Thankfully, once he realized what he needed, he was able to explain it to his partner, whose willingness to make space for him when he felt crowded actually helped him need less space. Funny how that works, huh?
A lot of women found themselves baffled by their male partners' ability to just sit and do nothing. "He can lay on the couch and state at the ceiling and do nothing and think nothing, and he enjoys it," wrote Flamingonotgone. As another user points out, this is often the start of an interrogation. "What are you thinking? Why are you so quiet? Are you upset? What's wrong?"
But the truth is, often they're really just thinking about nothing, or at least nothing very consequential. "Generally, when men do this we are thinking of something, but it’s just a really stupid train of thought," said Samtastic33. "And as soon as we stop thinking of something, it just zips out of our memory, like a dream."
Sounds fake to me but OK.
Sometimes the surprises come fairly late in living together, as waineofark found four years into living with her partner. "I opened a drawer of 'his' dresser... And it was empty. All of it. Apparently he thought it was my extra dresser," she said. It gets weirder. Apparently, instead of using the empty dresser, he keeps his clothes in a "clean clothes" hamper, except for socks and underwear, which he keeps in his nightstand. Reader, this man's system stresses me out to a degree I didn't think was possible to feel for a stranger's laundry habits. But here we are.
Many men also remarked on how surprised they were to learn just how much more toilet paper women consume than they do. "It got tot he point, I'd just grab a pack of TP whenever I went to the store for any reason" wrote NoahtheRed. Turns out it was a good move on his part. "We may not be out at home, but we will be soon I reckoned, and I was never wrong about that."
I've lived with my partner for nine years now, and I think he still doesn't quite realize how much I need. The other day he said, "Well, we have three rolls in the bathroom, so we should be good until next shopping trip" and I looked at him like, "Are you drunk?"
And speaking of the bathroom, women certainly have their share of realizations about the bathroom habits the men in their lives keep. Like, first of all, that they take forever for some of those No. 2 visits. "The true shock for me was the sheer amount of time my husband spends in the lavatory," said spindlemaker_magpie. Seriously, these guys need to introduce some more fiber into their diets.
However, as many men pointed out, most of that time on the commode is not spent doing the activity for which it is designed. They're catching up on their reading or having a nice long think. All I can say to that is there must be a more comfortable place in the house to do that.

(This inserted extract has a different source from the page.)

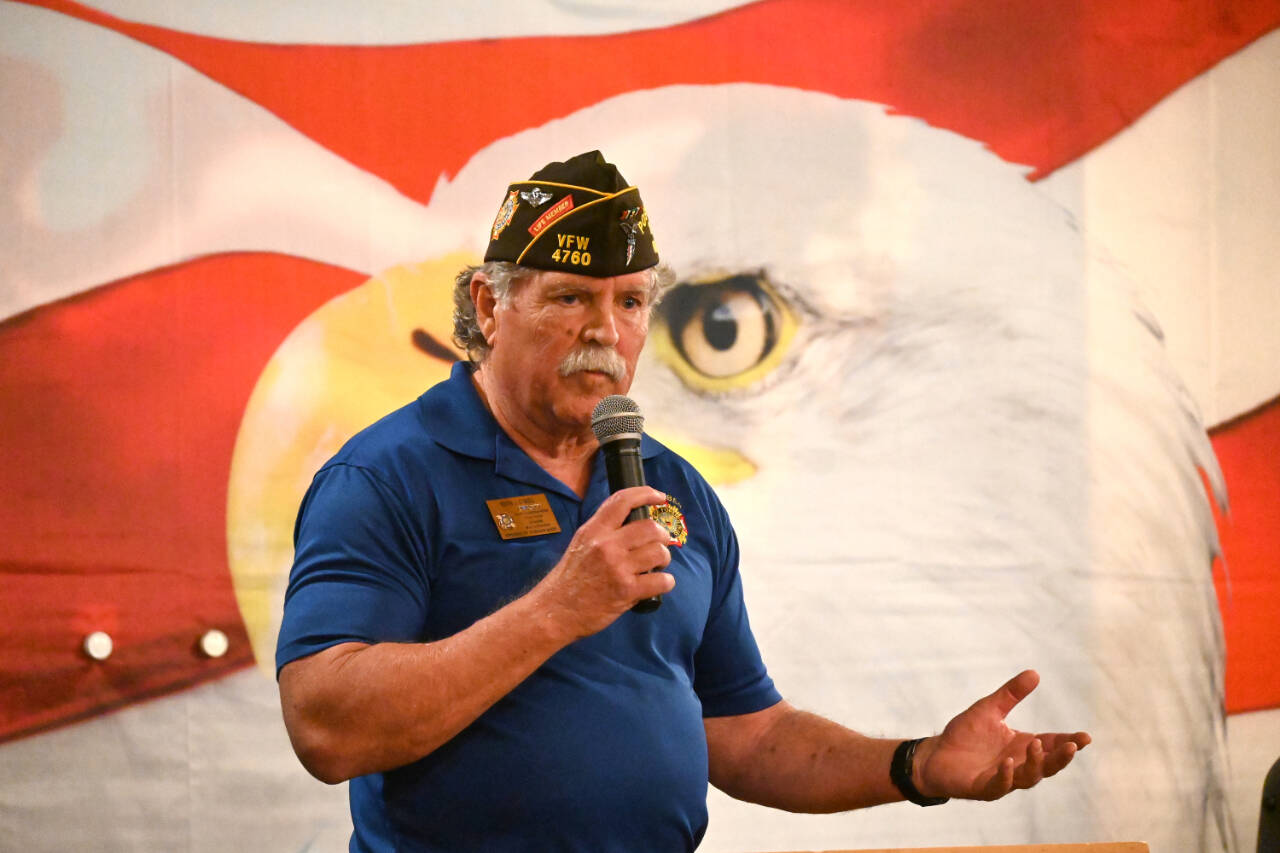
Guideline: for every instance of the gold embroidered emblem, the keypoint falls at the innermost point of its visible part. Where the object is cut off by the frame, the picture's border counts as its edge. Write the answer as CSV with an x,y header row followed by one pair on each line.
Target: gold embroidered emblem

Whether you keep your pants around your ankles when you do is up to you, but for god's sake, free up the bathroom for someone else, man!

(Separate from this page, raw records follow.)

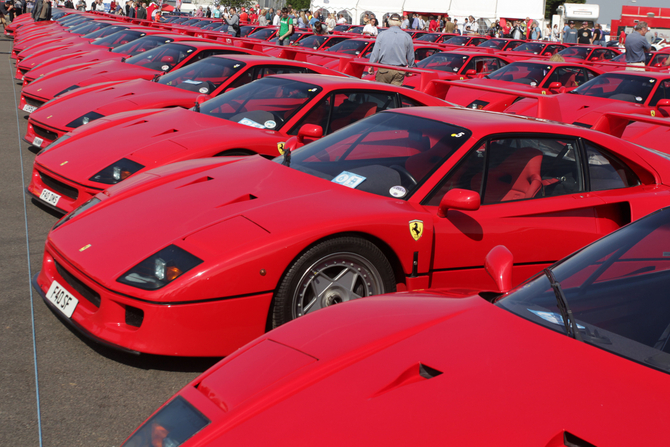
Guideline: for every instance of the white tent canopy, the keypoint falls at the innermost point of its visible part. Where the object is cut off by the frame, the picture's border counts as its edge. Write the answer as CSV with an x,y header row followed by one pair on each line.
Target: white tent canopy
x,y
486,9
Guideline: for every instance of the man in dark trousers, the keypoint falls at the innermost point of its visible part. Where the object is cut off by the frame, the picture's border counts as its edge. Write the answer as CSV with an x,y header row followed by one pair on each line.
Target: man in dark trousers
x,y
392,47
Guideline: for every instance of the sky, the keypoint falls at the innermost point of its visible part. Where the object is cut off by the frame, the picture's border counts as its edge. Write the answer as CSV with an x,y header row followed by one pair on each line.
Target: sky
x,y
611,9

Living together with somebody also opens your eyes to some communication problems you never realized would be an issue. For example, Hbmc1123 was surprised to learn "how specific I have to be when giving instructions for something." It isn't enough to tell her husband "wash the sheets." She must also tell him to wash the sheets and the pillowcases, and she must also explicitly ask him to dry them after they're washed and to remake the bed with clean sheets and pillowcases. If she didn't, she'd end up with a washer full of wet sheets and an unmade bed festooned with pillows still sheathed in dirty pillowcases. The mind boggles.
Sleeping regularly with your partner can also bring some surprises when it comes to differing body temperatures. Some folks run super hot at night while others are constantly complaining about cold feet. It's baffling how two people can experience the same room as having completely different climates. As Katzimir_Malevich observed, "in every relationship there's a 'furnace' and an 'ice cube,' no matter the gender."
Thankfully, not all the observations were gripes and annoyances. A lot of people shared the pleasant surprises that came with living with their partner. For example, okidog12 said he feels "spoiled" by all the home-cooking he gets with his significant other. "I'd eat ramen and canned foods all the time when I was living alone," he says, and "the best part is she's been teaching me to cook. I love our cooking school sessions after work." And now_we_return gushed about, "how good she looks in the morning light when she makes toast, leans against the counter, and just craunches into it." I don't know what craunching is, but that's very sweet.